Philippine Senator Vicente Sotto III may have his way in scuttling a study on needle exchange, which is designed to reverse the rise of HIV infection among people who inject drugs. Giving clean needles to intravenous drug users, he argued in the Senate, is like giving murderers clean knives in place of their rusty ones so that they can kill people without infecting them with tetanus.
Tragically, his Senate colleagues seem to agree with him and have asked the Department of Health to suspend the study, which was sanctioned by the government, funded by the World Bank, and supported by local and international health-oriented nongovernmental organizations.
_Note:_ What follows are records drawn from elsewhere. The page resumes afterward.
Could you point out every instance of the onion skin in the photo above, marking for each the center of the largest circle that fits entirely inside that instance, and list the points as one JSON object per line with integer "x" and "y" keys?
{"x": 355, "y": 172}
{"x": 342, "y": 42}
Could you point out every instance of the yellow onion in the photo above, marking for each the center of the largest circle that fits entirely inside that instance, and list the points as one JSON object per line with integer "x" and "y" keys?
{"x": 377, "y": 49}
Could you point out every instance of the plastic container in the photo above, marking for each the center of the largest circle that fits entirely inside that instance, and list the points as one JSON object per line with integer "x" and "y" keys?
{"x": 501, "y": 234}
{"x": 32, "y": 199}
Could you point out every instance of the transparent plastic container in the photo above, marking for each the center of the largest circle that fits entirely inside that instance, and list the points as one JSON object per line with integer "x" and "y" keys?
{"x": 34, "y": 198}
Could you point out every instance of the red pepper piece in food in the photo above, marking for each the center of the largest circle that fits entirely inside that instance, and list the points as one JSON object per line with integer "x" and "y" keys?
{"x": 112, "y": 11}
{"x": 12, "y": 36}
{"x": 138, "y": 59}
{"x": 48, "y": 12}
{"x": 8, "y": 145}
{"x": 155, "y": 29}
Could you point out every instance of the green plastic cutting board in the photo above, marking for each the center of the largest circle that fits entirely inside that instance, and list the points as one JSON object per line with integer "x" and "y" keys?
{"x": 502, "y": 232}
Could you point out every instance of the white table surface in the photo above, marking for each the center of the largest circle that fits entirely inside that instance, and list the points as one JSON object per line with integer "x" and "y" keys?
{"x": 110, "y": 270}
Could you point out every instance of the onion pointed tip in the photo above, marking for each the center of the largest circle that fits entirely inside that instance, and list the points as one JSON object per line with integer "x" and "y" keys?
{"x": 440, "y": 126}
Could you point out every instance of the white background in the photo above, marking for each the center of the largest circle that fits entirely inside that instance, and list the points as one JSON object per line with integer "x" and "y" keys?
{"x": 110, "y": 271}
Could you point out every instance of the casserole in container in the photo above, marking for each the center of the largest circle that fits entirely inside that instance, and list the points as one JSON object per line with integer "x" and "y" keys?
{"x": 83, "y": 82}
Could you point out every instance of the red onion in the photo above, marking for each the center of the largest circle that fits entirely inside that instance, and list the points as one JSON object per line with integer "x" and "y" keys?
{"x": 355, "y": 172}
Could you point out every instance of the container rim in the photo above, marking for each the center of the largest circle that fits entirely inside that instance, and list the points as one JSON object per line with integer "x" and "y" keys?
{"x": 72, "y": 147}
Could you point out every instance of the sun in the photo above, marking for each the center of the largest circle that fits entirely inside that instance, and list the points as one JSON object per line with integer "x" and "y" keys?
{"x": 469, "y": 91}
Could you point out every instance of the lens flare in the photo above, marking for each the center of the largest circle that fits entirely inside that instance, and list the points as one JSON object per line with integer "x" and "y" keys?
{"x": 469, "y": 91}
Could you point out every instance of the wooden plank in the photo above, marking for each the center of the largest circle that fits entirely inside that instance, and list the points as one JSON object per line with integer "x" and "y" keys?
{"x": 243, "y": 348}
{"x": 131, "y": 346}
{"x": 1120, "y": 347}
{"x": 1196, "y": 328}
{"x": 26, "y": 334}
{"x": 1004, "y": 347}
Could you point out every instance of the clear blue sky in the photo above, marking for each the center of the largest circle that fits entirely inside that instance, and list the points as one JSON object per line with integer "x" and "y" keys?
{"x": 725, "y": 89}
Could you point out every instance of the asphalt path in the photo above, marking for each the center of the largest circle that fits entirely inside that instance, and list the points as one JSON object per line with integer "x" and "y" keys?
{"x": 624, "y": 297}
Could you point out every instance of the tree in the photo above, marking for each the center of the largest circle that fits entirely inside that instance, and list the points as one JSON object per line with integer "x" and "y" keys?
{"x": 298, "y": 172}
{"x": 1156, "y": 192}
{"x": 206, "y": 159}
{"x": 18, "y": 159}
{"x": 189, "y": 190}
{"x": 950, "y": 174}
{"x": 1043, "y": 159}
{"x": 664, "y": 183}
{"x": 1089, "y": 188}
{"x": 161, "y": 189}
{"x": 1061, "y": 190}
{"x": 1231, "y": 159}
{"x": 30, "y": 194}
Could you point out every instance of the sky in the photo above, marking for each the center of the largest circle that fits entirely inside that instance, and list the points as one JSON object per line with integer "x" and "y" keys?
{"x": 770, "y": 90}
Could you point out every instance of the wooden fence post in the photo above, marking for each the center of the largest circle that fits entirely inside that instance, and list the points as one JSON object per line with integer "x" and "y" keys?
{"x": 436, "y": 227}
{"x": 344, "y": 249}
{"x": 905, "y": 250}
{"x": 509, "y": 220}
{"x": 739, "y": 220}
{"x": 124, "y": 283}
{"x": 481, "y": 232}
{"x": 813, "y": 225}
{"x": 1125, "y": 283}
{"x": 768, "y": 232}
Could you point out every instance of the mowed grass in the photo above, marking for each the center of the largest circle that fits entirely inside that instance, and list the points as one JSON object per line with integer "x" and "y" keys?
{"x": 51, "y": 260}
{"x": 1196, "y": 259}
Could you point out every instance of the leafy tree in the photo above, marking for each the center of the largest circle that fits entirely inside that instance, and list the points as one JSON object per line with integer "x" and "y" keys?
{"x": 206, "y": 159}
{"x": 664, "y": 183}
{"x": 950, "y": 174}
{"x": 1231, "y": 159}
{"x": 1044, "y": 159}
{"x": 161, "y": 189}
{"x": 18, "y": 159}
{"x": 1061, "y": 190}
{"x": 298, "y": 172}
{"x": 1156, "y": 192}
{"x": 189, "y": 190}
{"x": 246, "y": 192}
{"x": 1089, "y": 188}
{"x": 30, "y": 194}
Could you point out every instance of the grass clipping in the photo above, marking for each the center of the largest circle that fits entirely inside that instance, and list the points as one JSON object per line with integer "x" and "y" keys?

The focus of the study is the central Philippine city of Cebu. In 2013, a staggering 52.3 percent of people who inject drugs in that city are infected with HIV, up from 0.4 percent in 2007, according to the Philippine National AIDS Council’s 2014 annual report.
The fear is that the trend of intravenous drug users rapidly transmitting HIV will spread to other cities, said a 2014 briefing paper prepared by the World Health Organization, the Department of Health and the Cebu City Health Department. The paper called Cebu’s HIV epidemic “explosive,” saying it was time for “urgent action.” Intravenous drug use has overtaken sexual contact as Cebu City’s main mode of HIV transmission.
There is compelling evidence that reducing the sharing of infected needles by providing clean needles helps to combat AIDS. Access to clean syringes also helps prevent overdose and provide a gateway for drug treatment programs, Human Rights Watch said in a 2013 report, “In Harm’s Way,” which examined drug users and HIV in the US city of New Orleans. Providing clean needles, experts and advocates agree, would be a key step in the right direction.
Other Asian countries, including China, Cambodia, Malaysia, Indonesia, India, Vietnam and Thailand, have already implemented needle and syringe exchange programs. China first implemented needle and syringe exchange in 1999 and overall millions of needles and syringes have been exchanged in thousands of sites. A recent meta-analysis found that these programs reduced risk of HIV infection by one-third.
But for Sotto, whose anti-drug campaign has increased his popularity, the needle exchange program promotes drug dependency.
A suspension of the study, which now seems likely, would be a step backwards for the Philippines. Adopting needle exchanges is not only cost-effective and good for the health outcomes of people who use drugs, it is also good for their families and the communities in which they live.